Given that the collagen fibrils are the primary components of demineralized dentin, the collagen-binding ability is crucial for the therapeutic agents remaining on demineralized dentin to promote the remineralization effect. Non-collagenous proteins (NCPs) provide attachment sites for collagen type I, which have been recognized to possess high affinity to dentin fibrils [20]. Besides, NCPs can offer preferential nucleation sites for Ca/P and apatite, steering and regulating dentin mineralization [21], [22]. Their abundant acid residues of phosphorylated serine and threonine could serve as nucleators or anchoring molecules for mineral deposition [23]. Considering the great challenge of extracting and purifying natural NCPs from dentin, peptides derived from NCPs come out as alternatives to natural NCPs [24]. The sequence DSESSEEDR derived from dentin matrix protein 1 (DMP-1), one kind of NCPs, was proved to have high binding affinity with immobilized collagen [25]. Therefore, DSESSEEDR is used as part and parcel of the novel peptide in our study.

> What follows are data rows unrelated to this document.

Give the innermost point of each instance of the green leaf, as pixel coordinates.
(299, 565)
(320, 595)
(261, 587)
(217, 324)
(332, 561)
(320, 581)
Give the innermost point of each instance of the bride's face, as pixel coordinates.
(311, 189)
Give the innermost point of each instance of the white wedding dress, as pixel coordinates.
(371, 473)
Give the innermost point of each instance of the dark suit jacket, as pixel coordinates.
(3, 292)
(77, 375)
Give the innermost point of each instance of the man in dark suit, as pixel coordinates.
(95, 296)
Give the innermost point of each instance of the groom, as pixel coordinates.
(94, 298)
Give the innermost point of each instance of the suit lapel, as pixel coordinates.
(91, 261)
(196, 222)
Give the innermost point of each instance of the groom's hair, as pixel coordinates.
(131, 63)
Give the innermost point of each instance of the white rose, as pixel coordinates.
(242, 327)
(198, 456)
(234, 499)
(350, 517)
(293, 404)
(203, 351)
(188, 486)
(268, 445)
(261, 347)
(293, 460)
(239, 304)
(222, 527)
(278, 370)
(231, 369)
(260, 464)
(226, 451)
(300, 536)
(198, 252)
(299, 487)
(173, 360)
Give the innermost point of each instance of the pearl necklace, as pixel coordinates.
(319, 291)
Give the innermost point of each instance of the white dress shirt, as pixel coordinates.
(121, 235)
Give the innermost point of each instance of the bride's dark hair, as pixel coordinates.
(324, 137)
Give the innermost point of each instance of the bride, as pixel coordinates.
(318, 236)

In addition to collagen binding, adsorption of hydroxyapatite is also requisite for mineral precipitation to facilitate dentin remineralization. Statherin, an active inhibitor of Ca and P precipitation in the oral cavity, is in charge of hydroxyapatite (HAp) adsorption owing to the polyacidic regions [26]. DpSpSEEKFLRRIGRFG (SN15) derived from statherin has been reported to play an essential role in controlling hydroxyapatite growth and it can be absorbed onto the surface of HAp through electrostatic interaction and conformational change [27]. Hence, it is promising to combine the two sequences aforementioned to reinforce the dentin remineralization effectiveness.

Accordingly, we adopted the sequence DSESSEEDR as N-terminal and SN15 as C-terminal to fabricate a novel peptide DSESSEEDRDpSpSEEKFLRRIGRFG (DGP) by Fmoc solid-phase synthesis (Fig. 1a). DGP is endowed with dual high affinity to both collagen fibrils and hydroxyapatite, thereby adsorbing strongly to demineralized dentin and grabbing mineral crystals via interaction with type I collagen and HAp (Fig. 1b). The novel peptide is supposed to defend against continuously flowing saliva, serving as a nucleation template and enhance dentin remineralization efficacy both in vitro and in vivo.